Il Don Chiosciotte della Lviv National Opera sorprende e incanta Trieste
di Erica Culiat
Pur non avendo mai sentito nominare il Balletto della Lviv National Opera, la serata si è rivelata una sorpresa molto piacevole. Arrivando a teatro eravamo un po’ scettici per questo appuntamento tersicoreo viste le compagnie post-sovietiche, non tutte brillanti, che ormai ci vengono rifilate, invece per questo Don Chisciotte abbiamo dovuto ricrederci.
Il corpo di ballo ucraino dell’Opera di Leopoli, ospite presso la Fondazione del Teatro Lirico Giuseppe Verdi dal 18 fino al 21 dicembre 2019, ci ha incantato. Complice non soltanto la partitura esuberante e spagnoleggiante di Ludwig Minkus, (che con questo lavoro iniziò a lavorare con Petipa e lo porterà anche alla creazione de La Bayadère), eseguita con brio dall’Orchestra del Verdi diretta da Yuriy Bervetsky, ma soprattutto l’ensemble coeso, stilisticamente omogeneo. Deliziose, eteree le danzatrici, elegante il corpo di ballo maschile anche se un po’ meno “interprete” rispetto a quello femminile.

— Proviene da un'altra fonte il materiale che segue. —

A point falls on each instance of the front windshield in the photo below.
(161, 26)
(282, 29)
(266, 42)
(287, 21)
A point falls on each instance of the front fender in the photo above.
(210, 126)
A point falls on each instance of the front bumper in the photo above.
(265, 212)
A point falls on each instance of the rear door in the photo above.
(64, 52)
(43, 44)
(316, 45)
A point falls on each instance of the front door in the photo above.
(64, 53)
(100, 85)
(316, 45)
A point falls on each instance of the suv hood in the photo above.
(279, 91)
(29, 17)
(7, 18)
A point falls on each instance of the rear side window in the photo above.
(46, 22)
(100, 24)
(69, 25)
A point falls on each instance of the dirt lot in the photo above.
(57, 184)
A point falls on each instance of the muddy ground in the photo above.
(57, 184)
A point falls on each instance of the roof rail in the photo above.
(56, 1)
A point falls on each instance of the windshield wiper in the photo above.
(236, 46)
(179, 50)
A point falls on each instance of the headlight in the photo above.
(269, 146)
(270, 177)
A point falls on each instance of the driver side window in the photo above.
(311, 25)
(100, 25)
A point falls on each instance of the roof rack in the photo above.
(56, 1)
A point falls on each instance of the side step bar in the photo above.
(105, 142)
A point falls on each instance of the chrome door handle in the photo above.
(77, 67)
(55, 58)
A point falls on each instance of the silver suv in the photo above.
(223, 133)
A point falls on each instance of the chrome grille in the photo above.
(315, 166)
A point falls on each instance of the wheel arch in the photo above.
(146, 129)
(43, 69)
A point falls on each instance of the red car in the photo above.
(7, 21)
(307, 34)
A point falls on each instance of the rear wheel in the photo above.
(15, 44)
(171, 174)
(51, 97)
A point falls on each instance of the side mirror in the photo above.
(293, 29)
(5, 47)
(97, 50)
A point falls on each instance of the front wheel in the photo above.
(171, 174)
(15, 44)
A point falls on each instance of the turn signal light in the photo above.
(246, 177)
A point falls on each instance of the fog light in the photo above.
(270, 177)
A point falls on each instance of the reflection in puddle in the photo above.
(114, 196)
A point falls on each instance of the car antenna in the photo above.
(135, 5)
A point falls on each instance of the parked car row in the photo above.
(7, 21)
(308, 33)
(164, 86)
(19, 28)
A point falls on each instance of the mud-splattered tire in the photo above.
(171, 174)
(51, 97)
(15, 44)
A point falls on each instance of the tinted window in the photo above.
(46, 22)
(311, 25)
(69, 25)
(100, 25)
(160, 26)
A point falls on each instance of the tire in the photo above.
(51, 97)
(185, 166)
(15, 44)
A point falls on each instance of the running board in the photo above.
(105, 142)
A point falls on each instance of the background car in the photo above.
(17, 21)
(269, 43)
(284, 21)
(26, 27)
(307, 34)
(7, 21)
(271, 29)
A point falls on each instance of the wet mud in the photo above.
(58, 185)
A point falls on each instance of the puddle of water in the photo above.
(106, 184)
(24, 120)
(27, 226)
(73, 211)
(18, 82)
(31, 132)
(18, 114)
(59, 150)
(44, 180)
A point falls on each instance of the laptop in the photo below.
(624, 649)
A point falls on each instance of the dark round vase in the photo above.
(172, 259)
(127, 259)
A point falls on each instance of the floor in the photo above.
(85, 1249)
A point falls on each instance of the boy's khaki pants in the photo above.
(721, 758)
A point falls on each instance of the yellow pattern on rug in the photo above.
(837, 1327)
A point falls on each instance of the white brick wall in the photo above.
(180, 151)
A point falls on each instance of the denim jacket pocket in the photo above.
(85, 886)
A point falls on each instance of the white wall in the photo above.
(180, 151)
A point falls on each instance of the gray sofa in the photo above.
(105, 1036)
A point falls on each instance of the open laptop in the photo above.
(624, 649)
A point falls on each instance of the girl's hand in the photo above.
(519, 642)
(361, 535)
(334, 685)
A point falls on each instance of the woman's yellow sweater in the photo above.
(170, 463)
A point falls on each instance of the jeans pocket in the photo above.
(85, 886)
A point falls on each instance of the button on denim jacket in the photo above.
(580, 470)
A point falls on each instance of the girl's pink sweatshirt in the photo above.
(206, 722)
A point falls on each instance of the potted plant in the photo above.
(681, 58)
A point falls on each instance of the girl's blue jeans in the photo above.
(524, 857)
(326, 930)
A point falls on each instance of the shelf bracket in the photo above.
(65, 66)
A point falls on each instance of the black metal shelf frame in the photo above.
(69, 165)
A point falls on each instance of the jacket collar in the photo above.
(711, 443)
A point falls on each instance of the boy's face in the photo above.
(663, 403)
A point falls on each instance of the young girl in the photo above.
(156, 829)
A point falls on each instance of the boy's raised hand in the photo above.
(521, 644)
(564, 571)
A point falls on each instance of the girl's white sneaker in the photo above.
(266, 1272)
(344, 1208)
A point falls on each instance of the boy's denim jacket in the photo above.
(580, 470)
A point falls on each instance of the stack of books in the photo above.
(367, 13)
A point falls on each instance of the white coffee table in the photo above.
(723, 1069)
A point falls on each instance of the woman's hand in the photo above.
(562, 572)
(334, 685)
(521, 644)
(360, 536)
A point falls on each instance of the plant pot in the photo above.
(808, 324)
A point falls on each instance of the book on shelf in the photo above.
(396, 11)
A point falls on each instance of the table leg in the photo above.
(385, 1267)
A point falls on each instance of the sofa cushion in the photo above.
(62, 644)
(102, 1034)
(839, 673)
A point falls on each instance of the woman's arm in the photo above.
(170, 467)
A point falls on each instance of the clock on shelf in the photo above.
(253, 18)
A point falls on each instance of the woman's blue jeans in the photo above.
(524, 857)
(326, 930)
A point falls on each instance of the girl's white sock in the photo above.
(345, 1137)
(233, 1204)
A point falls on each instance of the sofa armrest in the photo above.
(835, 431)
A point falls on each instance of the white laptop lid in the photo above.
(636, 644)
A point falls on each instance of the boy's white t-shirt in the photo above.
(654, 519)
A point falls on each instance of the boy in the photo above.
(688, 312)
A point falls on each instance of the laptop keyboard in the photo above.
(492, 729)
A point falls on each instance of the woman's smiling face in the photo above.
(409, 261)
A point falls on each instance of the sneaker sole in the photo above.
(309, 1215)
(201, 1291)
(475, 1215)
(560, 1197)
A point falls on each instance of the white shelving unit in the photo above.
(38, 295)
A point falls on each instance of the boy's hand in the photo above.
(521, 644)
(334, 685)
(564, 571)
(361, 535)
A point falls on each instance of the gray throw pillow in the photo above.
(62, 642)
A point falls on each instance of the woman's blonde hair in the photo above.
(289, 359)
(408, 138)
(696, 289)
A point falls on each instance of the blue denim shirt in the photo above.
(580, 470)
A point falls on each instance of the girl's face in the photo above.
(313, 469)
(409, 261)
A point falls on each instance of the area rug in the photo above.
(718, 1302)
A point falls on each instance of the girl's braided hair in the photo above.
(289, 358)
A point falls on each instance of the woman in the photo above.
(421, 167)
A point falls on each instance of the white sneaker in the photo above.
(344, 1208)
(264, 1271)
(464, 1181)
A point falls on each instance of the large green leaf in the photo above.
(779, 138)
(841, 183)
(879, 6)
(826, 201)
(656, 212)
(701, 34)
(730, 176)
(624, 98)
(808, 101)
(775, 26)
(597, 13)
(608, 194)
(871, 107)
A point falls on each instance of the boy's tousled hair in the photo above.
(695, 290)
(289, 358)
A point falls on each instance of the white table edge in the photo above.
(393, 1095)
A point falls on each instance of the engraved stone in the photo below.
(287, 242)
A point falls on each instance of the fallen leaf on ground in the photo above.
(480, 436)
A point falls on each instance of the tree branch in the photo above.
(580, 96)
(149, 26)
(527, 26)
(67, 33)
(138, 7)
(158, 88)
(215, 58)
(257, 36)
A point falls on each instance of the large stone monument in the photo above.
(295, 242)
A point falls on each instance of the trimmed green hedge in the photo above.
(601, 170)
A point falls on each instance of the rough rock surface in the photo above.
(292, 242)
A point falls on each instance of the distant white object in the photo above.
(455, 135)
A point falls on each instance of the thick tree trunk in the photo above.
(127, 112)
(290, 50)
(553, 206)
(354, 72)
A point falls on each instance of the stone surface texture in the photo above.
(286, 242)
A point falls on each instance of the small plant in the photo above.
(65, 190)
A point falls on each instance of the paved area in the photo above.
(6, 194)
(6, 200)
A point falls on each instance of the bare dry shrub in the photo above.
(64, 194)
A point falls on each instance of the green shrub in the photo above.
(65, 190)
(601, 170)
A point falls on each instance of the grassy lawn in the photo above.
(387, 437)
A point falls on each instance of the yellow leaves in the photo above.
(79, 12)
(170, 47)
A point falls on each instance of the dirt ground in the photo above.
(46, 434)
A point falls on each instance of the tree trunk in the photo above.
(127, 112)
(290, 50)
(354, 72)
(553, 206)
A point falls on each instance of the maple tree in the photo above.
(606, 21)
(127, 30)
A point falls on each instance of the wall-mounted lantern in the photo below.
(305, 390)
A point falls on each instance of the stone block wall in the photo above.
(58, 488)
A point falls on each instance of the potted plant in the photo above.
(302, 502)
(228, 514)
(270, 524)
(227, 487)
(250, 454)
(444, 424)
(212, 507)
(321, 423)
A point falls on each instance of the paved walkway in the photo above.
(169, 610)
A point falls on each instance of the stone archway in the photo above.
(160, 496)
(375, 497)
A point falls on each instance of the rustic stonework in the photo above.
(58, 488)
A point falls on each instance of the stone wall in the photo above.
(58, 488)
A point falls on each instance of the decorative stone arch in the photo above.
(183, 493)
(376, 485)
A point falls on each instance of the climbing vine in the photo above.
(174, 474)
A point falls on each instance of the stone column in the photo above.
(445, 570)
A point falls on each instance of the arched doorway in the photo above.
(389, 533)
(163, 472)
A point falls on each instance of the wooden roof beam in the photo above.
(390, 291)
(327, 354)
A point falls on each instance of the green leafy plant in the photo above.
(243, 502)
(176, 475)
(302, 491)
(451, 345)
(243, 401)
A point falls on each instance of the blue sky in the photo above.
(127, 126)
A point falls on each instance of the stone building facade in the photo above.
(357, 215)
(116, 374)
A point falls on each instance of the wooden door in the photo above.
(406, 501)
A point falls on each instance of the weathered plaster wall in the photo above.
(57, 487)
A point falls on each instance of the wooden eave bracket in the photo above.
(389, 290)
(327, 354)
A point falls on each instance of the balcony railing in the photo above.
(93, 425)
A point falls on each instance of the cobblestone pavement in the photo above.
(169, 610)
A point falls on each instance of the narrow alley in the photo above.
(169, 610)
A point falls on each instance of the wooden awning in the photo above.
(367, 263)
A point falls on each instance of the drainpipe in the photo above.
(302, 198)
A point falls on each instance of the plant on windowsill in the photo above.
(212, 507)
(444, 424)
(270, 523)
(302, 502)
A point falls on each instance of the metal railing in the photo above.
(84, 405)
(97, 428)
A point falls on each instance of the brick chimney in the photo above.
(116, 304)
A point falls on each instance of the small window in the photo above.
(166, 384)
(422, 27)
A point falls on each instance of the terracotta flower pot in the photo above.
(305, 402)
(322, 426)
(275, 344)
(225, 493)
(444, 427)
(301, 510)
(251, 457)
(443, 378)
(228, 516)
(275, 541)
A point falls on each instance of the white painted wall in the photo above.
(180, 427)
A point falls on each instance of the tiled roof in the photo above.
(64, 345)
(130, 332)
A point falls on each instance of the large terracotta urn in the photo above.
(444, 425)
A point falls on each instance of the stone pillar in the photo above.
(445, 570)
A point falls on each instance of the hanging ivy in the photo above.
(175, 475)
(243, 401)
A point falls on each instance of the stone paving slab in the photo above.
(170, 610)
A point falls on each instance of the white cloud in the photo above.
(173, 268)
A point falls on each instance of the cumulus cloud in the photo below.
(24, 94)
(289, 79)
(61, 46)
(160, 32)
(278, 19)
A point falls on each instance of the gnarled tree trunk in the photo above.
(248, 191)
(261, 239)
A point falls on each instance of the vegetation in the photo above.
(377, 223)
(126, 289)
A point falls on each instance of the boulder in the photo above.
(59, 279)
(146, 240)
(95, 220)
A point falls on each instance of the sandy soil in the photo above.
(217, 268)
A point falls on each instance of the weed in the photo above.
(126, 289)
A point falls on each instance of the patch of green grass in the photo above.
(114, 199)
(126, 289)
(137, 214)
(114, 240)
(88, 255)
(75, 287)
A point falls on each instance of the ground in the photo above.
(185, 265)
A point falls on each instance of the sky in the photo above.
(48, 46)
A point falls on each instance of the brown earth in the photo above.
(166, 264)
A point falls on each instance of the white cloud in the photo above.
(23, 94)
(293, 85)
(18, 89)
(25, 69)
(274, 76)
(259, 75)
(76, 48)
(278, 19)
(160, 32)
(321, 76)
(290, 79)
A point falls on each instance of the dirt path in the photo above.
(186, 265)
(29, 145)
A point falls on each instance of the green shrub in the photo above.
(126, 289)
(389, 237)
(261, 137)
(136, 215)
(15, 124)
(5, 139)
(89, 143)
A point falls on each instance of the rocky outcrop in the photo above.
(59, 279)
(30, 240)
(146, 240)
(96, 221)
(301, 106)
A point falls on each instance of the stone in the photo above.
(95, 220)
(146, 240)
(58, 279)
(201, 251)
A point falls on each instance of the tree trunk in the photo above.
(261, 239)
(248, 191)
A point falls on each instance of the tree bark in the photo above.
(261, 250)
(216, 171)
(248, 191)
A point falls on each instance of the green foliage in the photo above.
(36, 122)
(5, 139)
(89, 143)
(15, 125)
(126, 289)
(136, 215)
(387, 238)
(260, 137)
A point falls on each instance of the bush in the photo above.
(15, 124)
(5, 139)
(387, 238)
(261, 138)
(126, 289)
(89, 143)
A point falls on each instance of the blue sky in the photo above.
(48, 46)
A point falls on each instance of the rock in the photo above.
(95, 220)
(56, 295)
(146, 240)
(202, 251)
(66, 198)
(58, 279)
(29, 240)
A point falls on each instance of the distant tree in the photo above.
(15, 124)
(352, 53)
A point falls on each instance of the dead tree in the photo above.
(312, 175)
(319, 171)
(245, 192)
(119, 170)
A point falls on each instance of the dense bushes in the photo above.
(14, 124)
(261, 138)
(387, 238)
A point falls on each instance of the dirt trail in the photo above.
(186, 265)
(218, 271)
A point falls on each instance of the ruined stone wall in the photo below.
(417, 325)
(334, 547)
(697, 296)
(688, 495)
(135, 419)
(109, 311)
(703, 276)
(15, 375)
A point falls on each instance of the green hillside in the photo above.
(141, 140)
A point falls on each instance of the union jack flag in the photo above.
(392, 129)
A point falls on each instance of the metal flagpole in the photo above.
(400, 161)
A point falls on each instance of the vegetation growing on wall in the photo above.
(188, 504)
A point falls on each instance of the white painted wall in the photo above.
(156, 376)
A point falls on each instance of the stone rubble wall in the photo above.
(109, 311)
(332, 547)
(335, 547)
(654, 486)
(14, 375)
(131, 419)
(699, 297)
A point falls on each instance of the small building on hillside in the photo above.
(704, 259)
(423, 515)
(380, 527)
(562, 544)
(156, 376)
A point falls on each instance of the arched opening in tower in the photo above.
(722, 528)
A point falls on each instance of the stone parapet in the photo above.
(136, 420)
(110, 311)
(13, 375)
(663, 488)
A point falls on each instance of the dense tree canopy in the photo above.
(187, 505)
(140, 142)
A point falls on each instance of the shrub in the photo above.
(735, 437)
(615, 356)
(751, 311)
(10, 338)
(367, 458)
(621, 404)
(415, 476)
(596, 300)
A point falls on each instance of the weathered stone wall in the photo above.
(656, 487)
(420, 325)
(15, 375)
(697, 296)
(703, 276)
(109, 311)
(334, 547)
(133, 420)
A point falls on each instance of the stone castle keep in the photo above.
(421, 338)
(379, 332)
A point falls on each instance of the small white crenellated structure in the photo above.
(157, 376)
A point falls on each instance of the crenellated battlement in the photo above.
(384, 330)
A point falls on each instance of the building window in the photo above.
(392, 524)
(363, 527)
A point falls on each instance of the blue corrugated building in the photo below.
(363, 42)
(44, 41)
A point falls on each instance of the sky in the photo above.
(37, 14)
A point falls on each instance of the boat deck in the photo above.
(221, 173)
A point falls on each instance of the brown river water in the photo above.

L’altra sera abbiamo assistito alla versione in tre atti di Alexander Gorsky che nel 1900 revisionò quella moscovita di Marius Petipa, il quale di versioni ne aveva fatte due, quella appunto di Mosca del 1869 e quella di San Pietroburgo del 1871. Titolo amato ovunque, non si contano i successivi adattamenti da quelli di Nureyev (Vienna 1970) a quelli di Baryshnikov del 1978 fino a Victor Ullate (1997).
La vicenda si ispira soltanto a un piccolo episodio tratto dal romanzo di Cervantes, El ingenioso hidalgo Don Quijote de la Mancha, sull’amore contrastato tra Kitri e Basilio, propiziato dal Cavaliere errante con un happy end pirotecnico – Petipa aveva costruito il suo balletto sulla falsariga de Les Noces de Gamache di Louis Milon prima creazione importante del 1801 -.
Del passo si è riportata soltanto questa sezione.